Their findings—that glaciers in both parts of the world are melting more rapidly than at any point in the last 10,000 years—mean the water supply in parts of Peru, Pakistan, China, India and Nepal will decline, soon.
“Supply is down. But demand is up because of growing populations,” said Lonnie Thompson, a climate scientist at Ohio State’s Byrd Polar and Climate Research Center. “By 2100, the best case scenario is that half of the ice will disappear. Worst-case scenario: two-thirds of it will. And you’ve got all those people depending on the glacier for water.”
Thompson, a distinguished university professor of earth sciences at Ohio State, presented the team’s findings on Dec. 14 at the annual meeting of the American Geophysical Union in Washington, D.C.
Thompson has been studying and documenting the effects of climate change on glaciers in Peru for more than 40 years. The glaciers there supply critically needed water for people, crops and livestock. In 2016, Thompson and researchers in China and India launched a research initiative to conduct similar research on the Tibetan plateau, which holds thousands of glaciers that supply water to people in parts of Afghanistan, Bhutan, China, India, Nepal, Pakistan and Tajikistan. The international research team dubbed the plateau the “Third Pole” because it contains the largest stores of freshwater in the world outside of the North and South poles.

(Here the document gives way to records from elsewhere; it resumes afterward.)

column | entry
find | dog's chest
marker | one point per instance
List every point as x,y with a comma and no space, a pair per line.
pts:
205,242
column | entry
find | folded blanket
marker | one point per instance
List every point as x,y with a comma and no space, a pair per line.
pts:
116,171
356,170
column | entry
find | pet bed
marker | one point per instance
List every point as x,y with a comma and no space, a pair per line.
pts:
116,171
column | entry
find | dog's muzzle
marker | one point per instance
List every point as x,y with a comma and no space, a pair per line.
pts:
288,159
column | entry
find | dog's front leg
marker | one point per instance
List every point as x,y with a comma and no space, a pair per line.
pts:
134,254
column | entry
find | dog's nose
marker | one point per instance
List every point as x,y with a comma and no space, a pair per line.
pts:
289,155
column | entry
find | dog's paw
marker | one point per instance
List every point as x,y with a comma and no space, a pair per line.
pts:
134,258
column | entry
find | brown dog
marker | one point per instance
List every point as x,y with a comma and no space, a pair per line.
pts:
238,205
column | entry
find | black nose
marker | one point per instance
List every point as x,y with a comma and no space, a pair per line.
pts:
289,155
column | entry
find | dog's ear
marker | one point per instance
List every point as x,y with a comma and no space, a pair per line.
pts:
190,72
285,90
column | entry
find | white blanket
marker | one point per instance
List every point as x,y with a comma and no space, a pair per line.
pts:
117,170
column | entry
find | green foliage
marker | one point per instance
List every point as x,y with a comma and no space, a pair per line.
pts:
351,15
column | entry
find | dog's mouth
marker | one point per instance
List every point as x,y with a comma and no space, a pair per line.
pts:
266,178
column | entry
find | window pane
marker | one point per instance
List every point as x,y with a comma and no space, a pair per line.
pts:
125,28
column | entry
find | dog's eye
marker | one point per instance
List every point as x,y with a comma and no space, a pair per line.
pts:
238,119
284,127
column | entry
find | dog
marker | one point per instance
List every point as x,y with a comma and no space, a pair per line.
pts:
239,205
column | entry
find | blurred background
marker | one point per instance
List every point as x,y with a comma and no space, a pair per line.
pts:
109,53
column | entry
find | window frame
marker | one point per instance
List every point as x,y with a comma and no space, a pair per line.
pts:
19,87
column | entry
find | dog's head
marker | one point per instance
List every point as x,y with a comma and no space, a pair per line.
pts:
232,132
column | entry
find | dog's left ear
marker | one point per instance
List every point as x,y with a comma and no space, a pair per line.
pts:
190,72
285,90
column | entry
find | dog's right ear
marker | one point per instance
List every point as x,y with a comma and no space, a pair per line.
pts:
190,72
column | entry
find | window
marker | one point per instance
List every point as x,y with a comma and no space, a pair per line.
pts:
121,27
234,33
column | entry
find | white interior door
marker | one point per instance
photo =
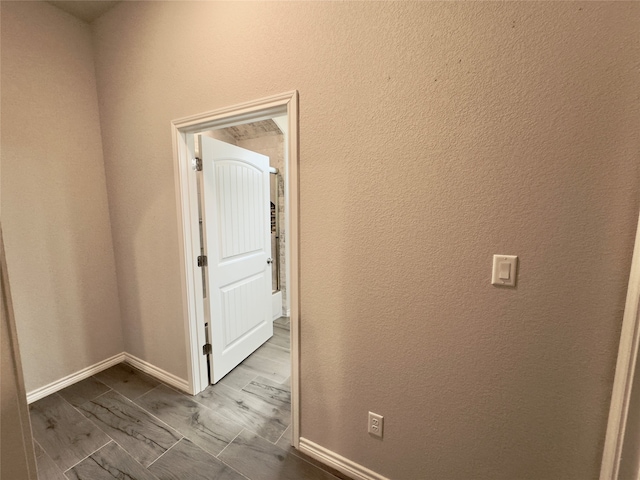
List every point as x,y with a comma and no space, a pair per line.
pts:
236,216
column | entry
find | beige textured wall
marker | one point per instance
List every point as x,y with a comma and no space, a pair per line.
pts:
16,444
54,204
432,135
630,458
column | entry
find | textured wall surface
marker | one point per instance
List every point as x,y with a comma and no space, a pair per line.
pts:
54,204
432,135
630,461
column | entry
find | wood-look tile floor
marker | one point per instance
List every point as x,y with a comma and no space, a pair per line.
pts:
123,424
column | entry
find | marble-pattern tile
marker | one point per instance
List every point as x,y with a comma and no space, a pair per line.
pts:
269,368
83,391
202,426
256,458
185,461
143,436
274,352
273,393
281,337
63,432
246,409
109,463
239,377
127,380
282,322
47,469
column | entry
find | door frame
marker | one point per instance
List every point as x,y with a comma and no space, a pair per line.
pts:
189,236
625,370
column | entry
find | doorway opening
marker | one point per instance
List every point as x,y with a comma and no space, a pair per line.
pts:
268,124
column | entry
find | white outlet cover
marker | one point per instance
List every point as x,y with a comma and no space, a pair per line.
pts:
376,424
505,270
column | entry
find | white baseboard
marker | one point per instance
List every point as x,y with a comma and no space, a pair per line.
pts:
146,367
159,374
332,459
58,385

Since then, they have drilled ice core samples from across the Tibetan plateau and the Andes mountains, examining the ice for clues about temperature, air quality and other large-scale events in history.
“The last 200 years or so, we really understand,” Thompson said. “Now we are looking at the last 10,000 years.”
What they are finding is causing him some alarm.
There have been times throughout history when the glacial ice cores showed temperatures increased—during an El Nino, for example. But within the last century, the cores from both the Andes and the Himalayas show widespread and consistent warming.
“This current warming is not typical,” Thompson said. “It is happening faster, it is more persistent and it is affecting glaciers in both Peru and India. And that is a problem, because a lot of people rely on those glaciers for their water.”
Melting glaciers can trigger such hazards as avalanches and floods. And they also can have long-lasting effects on a region’s water supply.
As the glaciers melt, initially those regions will have more water. But over time, as the glaciers shrink, the water those glaciers typically supply will dwindle, Thompson said.
“Precipitation is down and temperatures are up and that leads to retreating glaciers,” he said. “There are 202 million people in Pakistan who rely on water from the Indus River—and that river is fed by the glacier.
This current warming is not typical. It is happening faster, it is more persistent and it is affecting glaciers in both Peru and India. And that is a problem, because a lot of people rely on those glaciers for their water.
The effects in Peru, too, could be far-reaching, particularly on Peruvian agriculture and on the water supply in Lima, the Peruvian capital.
Thompson and his team are hoping that by studying the glaciers in both areas, they will find answers to slow glacial retreat—or to provide new water sources to at-risk areas.
“The problems are similar in both the Andes and the Tibetan plateau,” he said. “The hope is that by finding solutions, we can help both places.”